Dear Dr. Lok,

Thank you very much for submitting your manuscript "Antibody affinity versus dengue morphology influences neutralization" for consideration at PLOS Pathogens. As with all papers reviewed by the journal, your manuscript was reviewed by members of the editorial board and by several independent reviewers. The reviewers appreciated the attention to an important topic. Based on the reviews, we are likely to accept this manuscript for publication, providing that you modify the manuscript according to the review recommendations.

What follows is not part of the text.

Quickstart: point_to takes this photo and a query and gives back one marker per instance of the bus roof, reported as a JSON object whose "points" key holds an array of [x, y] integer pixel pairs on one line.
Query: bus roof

The manuscript was reviewed by three individuals with expertise in the structure and biology of dengue virus and the challenges faced in developing dengue virus vaccines. Overall, all the three reviewers were quite positive in their assessment of the work, commenting favorably on the nature of the experimental approach and the significance of the findings. However, reviewers did raise issues in a few areas that need to be addressed. For example, (i) Reviewer 2 was not convinced of the inference brought up in the Discussion that the 1C19 antibody could serve as an effective therapeutic, given the results of previous studies suggesting the opposite, (ii) Reviewer 1 wanted additional information regarding the interpretation of the cryoEM work, and (iii) Reviewer 1 also thought key details were missing for the BL1 and HDMXS experiments that are necessary for analyzing the their results. Although these are generally minor issues, they will need to be thoroughly addressed and the manuscript appropriately modified before further consideration for publication. Thank you again for submitting such an outstanding manuscript to the journal. We look forward to receiving the revised manuscript in the near future and its ultimate publication.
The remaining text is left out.